According to the indictment, Musa served as the head of
the cell and was in charge of acquiring intelligence on the targets, making the
bombs and recruiting others to place the bombs. He is suspected of remotely
detonating the Tel Aviv bomb and police said he admitted to planning other
attacks during his interrogation.
The Shin Bet (Israel Security Agency)
said that Musa taught himself how to make the remote-detonated bomb by watching
videos online. The medium-sized bomb was packed with over 800 screws and used
fireworks components as its explosive ingredient.
Musa also attempted to
recruit would-be suicide bombers – including from among the student population
at Bir Zeit University in Ramallah, where Mafarja also studied – but was
unsuccessful, the Shin Bet added. It also alleged that he planned to carry out a
drive-by shooting of soldiers in the West Bank.
According to prosecutors,
on the morning of the bombing, Mafarja spent a few hours riding around on
several different buses in Tel Aviv while carrying the bomb, all while looking
for a bus full of passengers.
Eventually, he got on Bus 142 from Ramat
Gan to Tel Aviv.
Just before he arrived at a bus stop at the Ramat Gan
industrial district, Mafarja activated the bomb and then left it on the third
seat on the right side and got off the bus. He called Musa immediately afterward
and told him that the bomb was in place. Minutes later, the bus arrived near the
corner of Shaul Hamelech Boulevard and Henrietta Szold Street, where the bomb
was detonated.
Prosecutors said that after Mafarja got off the bus, he
took a train from the Savidor Central Train Station back to Modi’in, where he
returned his job at the McDonald’s eatery in the Azrieli Mall.
The Shin
Bet and police said that several hours after the bombing, they managed to arrest
the members of the Beit Likya-based cell.

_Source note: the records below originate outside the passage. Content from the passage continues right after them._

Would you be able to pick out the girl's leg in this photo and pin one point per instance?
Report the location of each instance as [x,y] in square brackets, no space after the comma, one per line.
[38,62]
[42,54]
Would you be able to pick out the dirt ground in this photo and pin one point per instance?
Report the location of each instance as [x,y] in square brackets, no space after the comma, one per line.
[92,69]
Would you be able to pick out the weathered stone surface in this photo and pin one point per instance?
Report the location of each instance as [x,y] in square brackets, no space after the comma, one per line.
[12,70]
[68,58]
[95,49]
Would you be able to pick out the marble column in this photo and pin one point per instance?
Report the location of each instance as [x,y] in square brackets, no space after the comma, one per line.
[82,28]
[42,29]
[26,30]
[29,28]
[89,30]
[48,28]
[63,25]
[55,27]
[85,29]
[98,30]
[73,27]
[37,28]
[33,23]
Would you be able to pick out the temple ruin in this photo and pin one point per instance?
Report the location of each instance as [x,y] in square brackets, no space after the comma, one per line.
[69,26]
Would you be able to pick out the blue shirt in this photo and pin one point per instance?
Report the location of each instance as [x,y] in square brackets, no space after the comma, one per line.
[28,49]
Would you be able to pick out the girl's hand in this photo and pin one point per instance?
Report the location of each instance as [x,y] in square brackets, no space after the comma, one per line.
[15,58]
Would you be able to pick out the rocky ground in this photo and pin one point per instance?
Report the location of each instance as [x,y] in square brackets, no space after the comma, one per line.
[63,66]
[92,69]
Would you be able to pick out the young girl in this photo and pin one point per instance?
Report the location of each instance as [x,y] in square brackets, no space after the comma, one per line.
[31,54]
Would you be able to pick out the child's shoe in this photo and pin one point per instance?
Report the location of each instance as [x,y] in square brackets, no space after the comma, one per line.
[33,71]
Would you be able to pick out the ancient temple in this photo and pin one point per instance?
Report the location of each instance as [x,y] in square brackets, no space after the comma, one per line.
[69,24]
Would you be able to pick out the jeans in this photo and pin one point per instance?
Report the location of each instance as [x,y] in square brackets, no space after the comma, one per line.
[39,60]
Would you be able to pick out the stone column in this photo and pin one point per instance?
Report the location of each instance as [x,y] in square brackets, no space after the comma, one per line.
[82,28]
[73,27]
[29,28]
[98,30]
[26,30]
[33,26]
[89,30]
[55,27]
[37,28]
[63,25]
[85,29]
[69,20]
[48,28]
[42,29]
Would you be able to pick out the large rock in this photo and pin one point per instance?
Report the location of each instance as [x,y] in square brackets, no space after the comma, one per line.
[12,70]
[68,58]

Superintendent Rona Morad-
Fingelay, the head of the special investigations branch of the Yarkon Police
Subdistrict, said on Wednesday that police had identified Mafarja as the bomber
within an hour or so of the attack and that by 4:30 p.m., police and Shin Bet
officers had arrested him at his place of work. Shortly thereafter, he led
police to the other members of the cell, she said.
Morad-Fingelay added
that hundreds of police, Border Police, Shin Bet and IDF personnel took part in
the shortlived manhunt.
Though she would not get into the specifics of
how police homed in on him, Morad-Fingelay said it was not prior intelligence
that lead them to Mafarja, who was seen by a number of people fleeing the scene
of the bombing and was caught on CCTV video at the site as well.
She said
that during a Shin Bet interrogation following his arrest, Mafarja confessed to
the crime and reenacted it for the investigators.
Amira Castro, 56,
witnessed the explosion on November 21, and was walking through the courthouse
on Wednesday, unaware that the prime suspect had just been indicted.
When
asked how she felt about knowing that the man could face several life sentences,
Castro, who said that she still has nightmares about the bombing, said, “What
does it give me? I’m still traumatized.”